PERU (Pulso) — El mercado de oficinas flexibles en Lima acelera su evolución. Así lo confirma un análisis reciente de WeWork publicado por Infobae Perú.
Claudio Hidalgo, presidente de WeWork Latinoamérica, lo dice sin rodeos: «La experiencia debe justificar la presencialidad, porque movilizarse en Lima implica tiempo y esfuerzo».
La demanda ya no viene de freelancers ni de startups. Viene de corporaciones grandes. Según WeWork, empresas de la lista Fortune 500 eligen espacios flexibles por velocidad de implementación, eficiencia operativa y adaptabilidad.
«En un esquema tradicional, habilitar una oficina puede tomar muchos meses», señaló Hidalgo. Los modelos flexibles reducen ese plazo de forma significativa.
El cambio de fondo es estructural. Las empresas abandonan contratos inmobiliarios de largo plazo. Buscan estructuras que permitan crecer, reducir equipos o mover proyectos sin quedar atadas a esquemas rígidos.

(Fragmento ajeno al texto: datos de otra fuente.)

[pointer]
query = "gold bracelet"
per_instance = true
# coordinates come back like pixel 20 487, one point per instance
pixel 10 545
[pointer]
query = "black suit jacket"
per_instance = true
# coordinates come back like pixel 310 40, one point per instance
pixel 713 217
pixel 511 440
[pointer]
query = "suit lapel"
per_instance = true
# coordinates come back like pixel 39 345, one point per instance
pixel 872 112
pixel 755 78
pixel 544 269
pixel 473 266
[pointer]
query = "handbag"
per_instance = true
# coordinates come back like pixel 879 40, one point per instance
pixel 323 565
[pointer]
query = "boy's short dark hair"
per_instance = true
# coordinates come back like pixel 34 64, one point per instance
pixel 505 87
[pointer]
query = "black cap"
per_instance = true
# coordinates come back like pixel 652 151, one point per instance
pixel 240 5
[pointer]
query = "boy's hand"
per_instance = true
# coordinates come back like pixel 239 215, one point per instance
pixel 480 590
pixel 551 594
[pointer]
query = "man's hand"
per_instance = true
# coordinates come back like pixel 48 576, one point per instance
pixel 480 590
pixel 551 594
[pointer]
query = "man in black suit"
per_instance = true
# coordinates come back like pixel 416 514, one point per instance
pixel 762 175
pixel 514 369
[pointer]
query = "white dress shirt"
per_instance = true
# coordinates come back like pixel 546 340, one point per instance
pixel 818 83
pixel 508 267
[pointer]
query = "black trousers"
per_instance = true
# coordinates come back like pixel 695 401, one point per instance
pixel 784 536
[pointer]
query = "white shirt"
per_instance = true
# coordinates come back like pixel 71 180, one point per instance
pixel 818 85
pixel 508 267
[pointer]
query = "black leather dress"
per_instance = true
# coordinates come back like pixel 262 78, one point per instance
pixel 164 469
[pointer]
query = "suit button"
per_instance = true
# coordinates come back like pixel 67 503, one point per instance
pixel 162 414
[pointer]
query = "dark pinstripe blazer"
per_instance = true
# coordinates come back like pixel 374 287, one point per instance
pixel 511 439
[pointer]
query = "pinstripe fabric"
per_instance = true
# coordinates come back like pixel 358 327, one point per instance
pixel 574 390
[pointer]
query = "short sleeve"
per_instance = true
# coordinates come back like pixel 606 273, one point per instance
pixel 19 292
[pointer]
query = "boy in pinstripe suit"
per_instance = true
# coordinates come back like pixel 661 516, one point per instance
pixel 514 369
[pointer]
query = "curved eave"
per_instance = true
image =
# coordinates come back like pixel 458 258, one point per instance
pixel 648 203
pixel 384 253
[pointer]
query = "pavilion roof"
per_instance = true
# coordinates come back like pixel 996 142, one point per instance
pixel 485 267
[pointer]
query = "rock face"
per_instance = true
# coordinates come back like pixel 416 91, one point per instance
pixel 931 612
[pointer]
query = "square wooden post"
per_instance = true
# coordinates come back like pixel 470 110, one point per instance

Lima tiene una particularidad frente a otros mercados regionales. La congestión urbana convierte cada desplazamiento en un costo real para el trabajador. Eso eleva el estándar que debe cumplir la oficina.
«La oficina sigue siendo relevante, pero su valor ya no se mide solo por el espacio físico, sino por su aporte a la operación», afirmó Hidalgo.
En el resto de la región el patrón varía. México expande el modelo en múltiples ciudades. Brasil lo concentra en grandes urbes como São Paulo. Colombia lo adopta por la movilidad laboral y la apertura a formatos nuevos.
WeWork también desmonta un mito: flexibilidad no equivale a escritorios compartidos. Hoy las corporaciones piden oficinas dedicadas con privacidad, identidad y control, pero dentro de un esquema adaptable.
Lectura editorial. El mercado le está dando una lección al urbanismo regulado y a la burocracia inmobiliaria: cuando el Estado no resuelve la congestión, el sector privado innova para absorber el costo. Las empresas que adoptan este modelo no huyen de la presencialidad; exigen que valga la pena. Eso es libre empresa funcionando: el espacio de trabajo compite por merecer al trabajador, no al revés.